Stand: EL 123 – ET: 08/2020

Der Begriff ‚Einnahmen-Überschussrechnung’ (kurz EÜR) beruht auf § 4 Abs 3 EStG und ist eine Methode der Ermittlung des Gewinns iSv § 2 Abs 2 Satz 1 Nr 1 EStG; ergänzend > R 4.5 EStR. Aber auch bei den ‚Überschusseinkünften’ iSv § 2 Abs 2 Satz 1 Nr 2 EStG dient eine Überschussrechnung der Einkunftsermittlung; hier werden die > Einkünfte als Überschuss der > Einnahmen über die > Werbungskosten ermittelt. Überschusseinkünfte sind die > Einkünfte aus nichtselbständiger Arbeit (§ 19 EStG), aus Kapitalvermögen (§ 20 EStG; hier sind Besonderheiten aufgrund der > Abgeltungsteuer zu beachten), aus Vermietung und Verpachtung (§ 21 EStG) und die sonstigen Einkünfte (§ 22 EStG).

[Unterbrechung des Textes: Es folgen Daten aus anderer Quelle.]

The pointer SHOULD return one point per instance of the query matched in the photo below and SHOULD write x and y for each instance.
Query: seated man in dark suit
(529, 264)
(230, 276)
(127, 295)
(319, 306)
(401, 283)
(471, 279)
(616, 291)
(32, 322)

Was > Einnahmen sind, bestimmt § 8 Abs 1 EStG. Die WK und Pauschbeträge für diese sind in den §§ 9 und 9a EStG näher bezeichnet. Der Überschussrechnung werden die Einnahmen zugrunde gelegt, die der Stpfl innerhalb des Kalenderjahres bezogen hat, in dem sie ihm zugeflossen sind (§ 11 Abs 1 Satz 1 EStG; > Zufluss von Arbeitslohn, > Veranlagungszeitraum). Ausgaben sind für das Kalenderjahr abzusetzen, in dem sie geleistet worden sind (§ 11 Abs 2 Satz 1 EStG; > Abfluss von Ausgaben).